BACKGROUND: The number of people with dementia is soaring. Cognitive reserve has been thought to be associated with dementia risk. It is not clear at which period in the life course and which cognitive reserve proxies contribute to the reduced risk of dementia.

METHODS: By scanning four databases (PubMed, Embase, Web of Science, and MEDLINE) up to Jun 3, 2023, longitudinal studies of life-course cognitive reserve and risk of dementia were found. The HRs and 95% CIs for each study were summarized using random effects models. Subgroup analyses and sensitivity analyses were conducted. Utilizing funnel plots, Begg and Egger tests, publication bias was investigated.

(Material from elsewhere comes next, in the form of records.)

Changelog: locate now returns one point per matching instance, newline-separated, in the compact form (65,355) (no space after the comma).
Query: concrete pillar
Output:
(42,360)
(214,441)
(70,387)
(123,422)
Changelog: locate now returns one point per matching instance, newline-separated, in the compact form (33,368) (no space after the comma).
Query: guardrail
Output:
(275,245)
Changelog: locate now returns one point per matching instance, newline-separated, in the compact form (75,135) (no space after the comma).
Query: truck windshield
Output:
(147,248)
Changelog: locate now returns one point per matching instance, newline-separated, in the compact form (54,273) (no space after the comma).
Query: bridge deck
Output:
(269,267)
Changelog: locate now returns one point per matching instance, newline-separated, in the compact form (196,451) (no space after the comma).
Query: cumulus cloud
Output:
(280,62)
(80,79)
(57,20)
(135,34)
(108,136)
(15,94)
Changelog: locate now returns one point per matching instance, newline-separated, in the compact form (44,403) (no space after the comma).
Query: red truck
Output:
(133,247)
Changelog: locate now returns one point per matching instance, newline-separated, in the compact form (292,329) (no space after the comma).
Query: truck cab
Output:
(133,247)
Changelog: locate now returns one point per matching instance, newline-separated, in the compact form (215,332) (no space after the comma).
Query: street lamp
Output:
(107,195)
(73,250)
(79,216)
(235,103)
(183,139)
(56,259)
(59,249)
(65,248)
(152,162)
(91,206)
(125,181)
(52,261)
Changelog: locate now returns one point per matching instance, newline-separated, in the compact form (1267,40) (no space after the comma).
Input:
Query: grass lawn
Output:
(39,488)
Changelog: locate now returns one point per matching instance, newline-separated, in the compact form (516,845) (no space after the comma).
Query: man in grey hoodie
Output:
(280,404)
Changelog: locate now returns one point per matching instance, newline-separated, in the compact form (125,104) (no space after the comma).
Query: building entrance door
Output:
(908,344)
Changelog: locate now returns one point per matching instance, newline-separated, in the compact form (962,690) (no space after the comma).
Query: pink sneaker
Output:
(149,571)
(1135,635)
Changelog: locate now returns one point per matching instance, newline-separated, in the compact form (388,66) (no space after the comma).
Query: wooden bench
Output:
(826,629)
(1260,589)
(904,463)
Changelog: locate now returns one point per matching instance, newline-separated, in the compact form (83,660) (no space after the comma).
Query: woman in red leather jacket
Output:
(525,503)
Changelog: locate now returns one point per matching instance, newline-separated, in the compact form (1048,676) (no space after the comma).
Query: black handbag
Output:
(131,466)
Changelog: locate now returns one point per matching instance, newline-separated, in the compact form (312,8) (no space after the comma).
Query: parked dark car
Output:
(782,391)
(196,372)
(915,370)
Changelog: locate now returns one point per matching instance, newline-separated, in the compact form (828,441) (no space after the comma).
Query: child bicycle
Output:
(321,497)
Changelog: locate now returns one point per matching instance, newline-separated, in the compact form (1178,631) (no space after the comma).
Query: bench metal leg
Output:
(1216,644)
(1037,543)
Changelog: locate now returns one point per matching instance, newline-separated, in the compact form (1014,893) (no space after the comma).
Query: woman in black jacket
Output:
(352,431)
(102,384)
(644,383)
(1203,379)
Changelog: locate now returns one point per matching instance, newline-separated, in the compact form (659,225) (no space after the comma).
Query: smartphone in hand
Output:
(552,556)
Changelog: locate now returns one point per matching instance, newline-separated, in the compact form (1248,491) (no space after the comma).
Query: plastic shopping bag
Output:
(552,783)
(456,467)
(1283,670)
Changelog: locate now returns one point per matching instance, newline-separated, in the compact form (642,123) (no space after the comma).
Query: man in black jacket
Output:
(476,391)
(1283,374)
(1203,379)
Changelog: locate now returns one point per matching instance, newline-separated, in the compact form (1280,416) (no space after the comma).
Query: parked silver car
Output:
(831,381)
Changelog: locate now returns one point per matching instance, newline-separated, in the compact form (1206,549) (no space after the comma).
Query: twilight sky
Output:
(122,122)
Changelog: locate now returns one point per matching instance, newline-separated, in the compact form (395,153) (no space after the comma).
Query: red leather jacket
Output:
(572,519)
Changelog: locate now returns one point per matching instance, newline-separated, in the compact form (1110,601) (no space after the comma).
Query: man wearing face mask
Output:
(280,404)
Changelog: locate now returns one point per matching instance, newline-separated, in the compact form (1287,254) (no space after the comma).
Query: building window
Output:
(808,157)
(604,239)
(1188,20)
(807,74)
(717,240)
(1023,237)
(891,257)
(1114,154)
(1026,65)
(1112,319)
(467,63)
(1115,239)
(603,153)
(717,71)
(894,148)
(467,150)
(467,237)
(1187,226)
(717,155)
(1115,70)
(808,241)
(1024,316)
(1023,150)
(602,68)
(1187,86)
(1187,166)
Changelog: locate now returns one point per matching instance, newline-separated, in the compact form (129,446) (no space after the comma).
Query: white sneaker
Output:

RESULTS: A total of 27 studies were included, containing 10 in early-life, 10 in middle-life, and 13 in late-life. All studies used validated questionnaires to measure cognitive reserve, and dementia diagnosis followed recognized worldwide guidelines. All included studies were of medium or low risk. Cognitive reserve in early-life (Hazard ratio (HR): 0.82; 95% confidence interval (CI): 0.79-0.86), middle-life (HR: 0.91; 95% CI: 0.84-0.98) and late-life (HR: 0.81; 95% CI: 0.75-0.88) all have protective effects on dementia risk. Multiple sensitivity analyses showed consistent results.

CONCLUSION: Dementia risk is reduced by the buildup of cognitive reserves during life-course. Accumulation of proxies for cognitive reserve in early and late life had the greatest effect on dementia risk reduction. Social connection may be an effective approach to lower dementia risk.